Homes from this period service 100-150 amps of electricity. A modern family’s energy consumption typically needs 200 amps of electrical service to meet their needs.
Upgrading your electrical capacity to 200 amps will allow you to run a high number of appliances without the risk of overloading. You’ll be more prepared for future product innovations and capable of powering them.
Electric ovens, air conditioners, heat styling devices, and other high-energy fixtures all used together can easily consume more than 100 amps at a time. When electricity was first installed in residential homes, there was no way they could predict the energy needs of a modern family today. You could potentially max out the electric capacity of your home on a regular basis without even realizing it.
#3 Decrease Your Fire Risk
Electrical malfunctions in homes account for 51,000 fires each year. These fires result in an estimated 500 deaths and 1,400 injuries. Property damages from home electrical fires cost a staggering 1.3 billion dollars.
Faulty outlets with only two prongs can be overloaded, causing sparks to erupt from blown fuses. Loose wiring in switches is also often the source of electrical sparks. Knob-and-tube wiring can come loose and electrify the wood, making surges that can cause wooden structures of the home to catch fire as well.

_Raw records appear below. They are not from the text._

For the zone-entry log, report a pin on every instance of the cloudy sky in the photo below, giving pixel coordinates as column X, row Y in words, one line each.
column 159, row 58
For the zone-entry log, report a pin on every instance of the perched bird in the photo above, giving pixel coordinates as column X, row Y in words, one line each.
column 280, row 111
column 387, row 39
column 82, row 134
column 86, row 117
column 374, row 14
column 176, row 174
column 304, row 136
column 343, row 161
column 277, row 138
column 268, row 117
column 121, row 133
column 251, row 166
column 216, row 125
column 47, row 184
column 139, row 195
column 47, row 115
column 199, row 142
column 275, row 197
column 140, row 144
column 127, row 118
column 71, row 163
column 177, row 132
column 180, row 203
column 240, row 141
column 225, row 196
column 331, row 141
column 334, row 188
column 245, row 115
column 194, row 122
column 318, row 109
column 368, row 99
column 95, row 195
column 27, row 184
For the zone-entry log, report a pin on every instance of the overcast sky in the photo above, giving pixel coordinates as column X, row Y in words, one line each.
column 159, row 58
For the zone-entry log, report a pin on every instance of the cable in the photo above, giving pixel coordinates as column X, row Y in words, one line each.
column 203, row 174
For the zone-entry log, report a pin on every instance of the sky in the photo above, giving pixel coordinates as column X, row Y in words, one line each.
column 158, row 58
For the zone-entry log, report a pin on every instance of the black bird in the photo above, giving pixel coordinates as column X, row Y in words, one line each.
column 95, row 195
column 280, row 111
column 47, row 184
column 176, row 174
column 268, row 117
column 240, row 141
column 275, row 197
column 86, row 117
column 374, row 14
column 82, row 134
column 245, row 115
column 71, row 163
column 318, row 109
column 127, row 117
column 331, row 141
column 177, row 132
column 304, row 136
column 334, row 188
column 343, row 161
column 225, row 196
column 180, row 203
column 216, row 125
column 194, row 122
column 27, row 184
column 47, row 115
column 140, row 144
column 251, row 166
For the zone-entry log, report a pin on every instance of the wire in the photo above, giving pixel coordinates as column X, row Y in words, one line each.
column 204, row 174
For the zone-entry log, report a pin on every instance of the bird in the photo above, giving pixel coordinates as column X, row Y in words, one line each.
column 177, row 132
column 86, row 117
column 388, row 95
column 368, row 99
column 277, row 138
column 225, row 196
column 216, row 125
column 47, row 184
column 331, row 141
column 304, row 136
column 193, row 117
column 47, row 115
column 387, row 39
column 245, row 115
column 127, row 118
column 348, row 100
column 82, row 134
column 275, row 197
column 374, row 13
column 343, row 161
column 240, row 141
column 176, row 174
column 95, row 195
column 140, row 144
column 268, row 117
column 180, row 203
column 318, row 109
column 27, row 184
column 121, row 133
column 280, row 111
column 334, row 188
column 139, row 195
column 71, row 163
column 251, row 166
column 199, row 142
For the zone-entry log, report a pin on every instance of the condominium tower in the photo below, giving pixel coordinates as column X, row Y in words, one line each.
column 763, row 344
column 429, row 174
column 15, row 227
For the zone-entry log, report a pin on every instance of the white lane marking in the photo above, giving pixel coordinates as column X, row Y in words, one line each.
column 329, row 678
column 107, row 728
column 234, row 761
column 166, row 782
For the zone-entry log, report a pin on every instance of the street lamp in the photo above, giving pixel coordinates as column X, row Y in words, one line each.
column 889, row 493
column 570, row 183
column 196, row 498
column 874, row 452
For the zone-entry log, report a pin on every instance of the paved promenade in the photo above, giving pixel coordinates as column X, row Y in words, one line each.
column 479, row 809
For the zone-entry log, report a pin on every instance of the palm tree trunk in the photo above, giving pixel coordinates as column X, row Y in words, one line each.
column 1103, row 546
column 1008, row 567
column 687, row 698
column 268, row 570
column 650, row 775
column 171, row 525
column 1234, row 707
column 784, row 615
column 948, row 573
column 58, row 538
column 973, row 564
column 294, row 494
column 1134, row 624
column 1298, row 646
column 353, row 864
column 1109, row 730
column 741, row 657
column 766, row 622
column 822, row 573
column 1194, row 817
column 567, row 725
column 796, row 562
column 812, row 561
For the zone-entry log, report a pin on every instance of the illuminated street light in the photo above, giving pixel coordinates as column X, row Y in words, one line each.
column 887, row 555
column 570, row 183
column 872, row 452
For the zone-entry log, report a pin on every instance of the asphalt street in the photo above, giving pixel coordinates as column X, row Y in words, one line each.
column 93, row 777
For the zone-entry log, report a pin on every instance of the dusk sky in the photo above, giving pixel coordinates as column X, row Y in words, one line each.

Houses built before the advent of modern appliances are especially prone to fire risk. They are not wired for high-powered electronics such as televisions or computers. The demands of multiple items plugged in at once can easily overwhelm their wiring, causing blown fuses and potential sparks.
Even homes built as recently as 25 years ago may need upgrades to reduce the risk of electrical fire. Be wary if you use extension cords or power strips to expand available outlets. You may be taxing your electrical system beyond its original design.
If you supplement your heating system with space heaters in winter, these heaters can increase your fire risk. Not only can they ignite nearby materials on their heating coils, but their heating elements also need a lot of electricity to heat them.
#4 Protect Yourself From Surges
Power surges are one of the most potentially damaging risks to the electrical components in your home. Whether it be from lightning, downed power lines, or power station fluctuations, power surges can cause serious damage to devices in your home.
Computers can suffer memory loss, fried components, and even complete failure. Devices such as TVs and gaming systems are also extremely vulnerable to power spikes.
Modern electrical systems can include whole-house suppressors. These can protect your home from surges of 40,000 amps or more. Used with surge protectors, these upgrades can keep your electronics and appliances safe from power spikes.
#5 Make Your Home More Convenient
Antique wiring was designed for utility, not convenience. If you own an old house, you might find yourself regularly frustrated with your lack of outlets.
An upgrade to your electrical wiring can include having additional outlets installed in your home. Modern, three prong outlets can be added to any room that needs more electrical access, such as your living room or even your garage. Spreading out your electric use between multiple plugs can also prevent the taxing of any one power source.
You may see a decrease in your homeowner’s insurance when you upgrade your electrical system. Many providers require that all electrical systems meet building codes. If your home still has knob-and-tube wiring, you might find it hard to get an insurance policy at all.
Today’s home buyers are also looking for convenience in their potential purchases. Adding more outlets can add attractive benefits to your home if you’re looking to sell in the future. You may add significant value to your home by making sure it is up to code for future inspections.